Did I have any intention of knowing you? Guiding you? Loving you?

Honest answer? No.

I intended to love your children. Help them heal. Clean up the messes.

But God does mysterious and wonderful things when we allow Him to use us. He turns something unfathomable into something possible. He turns something hard into something sacrificial. He turns something broken into something beautiful.

That’s what happened with you and me.

God told me to love you before I knew you. He told me to believe in you before you believed in yourself. He told me to invest in you because no one ever had. He told me to do these things with the promise that it will bring Him glory.

Our story isn’t over, but there’s so much glory I frequently feel like kneeling down with my face in the dirt because it’s sometimes too much. My love for you and our children is like seeing the face of God.

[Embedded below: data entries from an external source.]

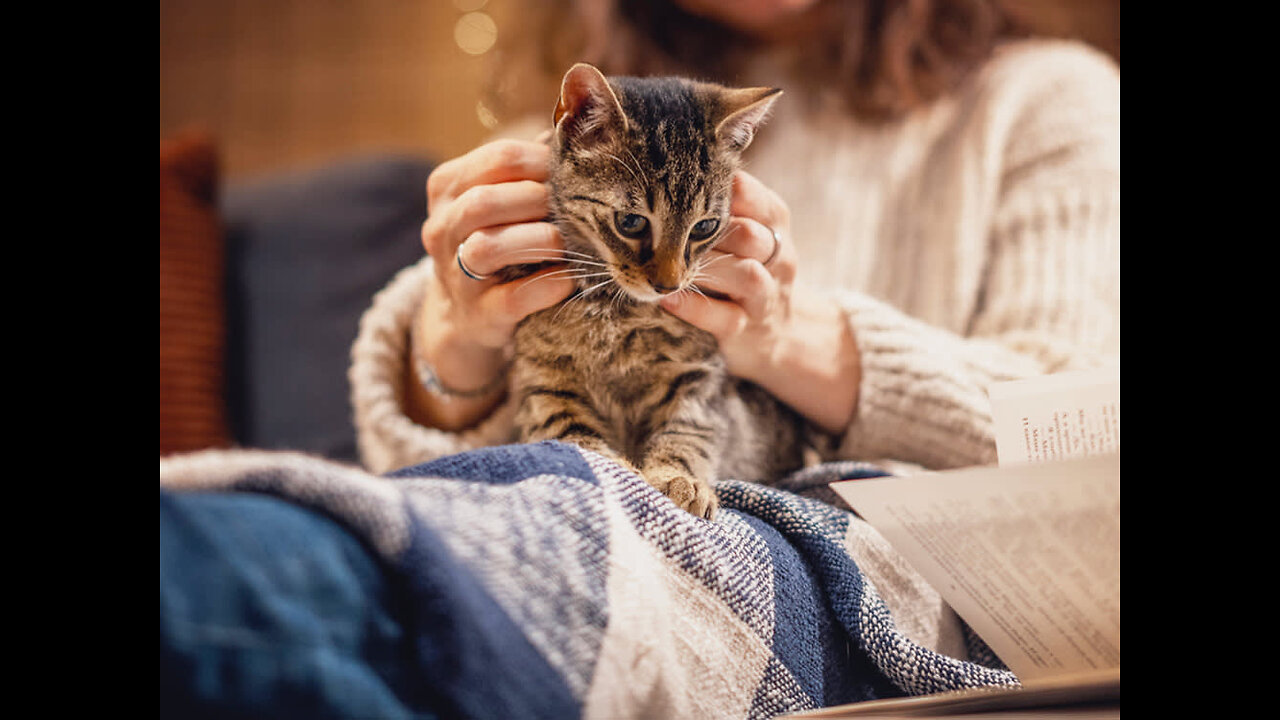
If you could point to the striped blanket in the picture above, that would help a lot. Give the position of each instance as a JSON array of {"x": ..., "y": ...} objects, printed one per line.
[{"x": 552, "y": 583}]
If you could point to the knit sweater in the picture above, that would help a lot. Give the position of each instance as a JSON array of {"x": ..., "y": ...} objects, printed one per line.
[{"x": 973, "y": 241}]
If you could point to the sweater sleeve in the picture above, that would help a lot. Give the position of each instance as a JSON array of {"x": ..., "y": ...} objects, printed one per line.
[
  {"x": 1050, "y": 294},
  {"x": 385, "y": 434}
]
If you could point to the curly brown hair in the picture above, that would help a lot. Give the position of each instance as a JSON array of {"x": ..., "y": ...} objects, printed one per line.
[{"x": 881, "y": 58}]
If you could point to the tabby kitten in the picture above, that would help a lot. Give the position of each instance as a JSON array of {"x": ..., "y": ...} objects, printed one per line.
[{"x": 640, "y": 183}]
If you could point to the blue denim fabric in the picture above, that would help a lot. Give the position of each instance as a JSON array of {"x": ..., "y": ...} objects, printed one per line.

You’ve made some bad choices. But you’ve also been dealt a hard hand, and really, for that, my heart breaks. But despite your past and your present and your unknown future, you decided to break the cycle and give your kids a life you couldn’t give them and a life you never had. I will never, not once, stop being thankful to you for that.

The signature you put on that paper that day–the day you surrendered your parental rights–was never merely ink. You signed with tears and heartache and responsibility and sacrifice. I knew that then, and I know it today, on this day especially. I carry that burden with you because I love you, and I don’t want you to carry that story alone.

We’ve been brought together, B. It makes no sense. It makes total sense.

That is why I guard you fiercely. You bore my children. They are ours together.

One of my favorite quotes by Annie Dillard says “How we spend our days is, of course, how we spend our lives.” And I want you to know, B, that I will spend all the rest of my days loving our children. It is my promise to you.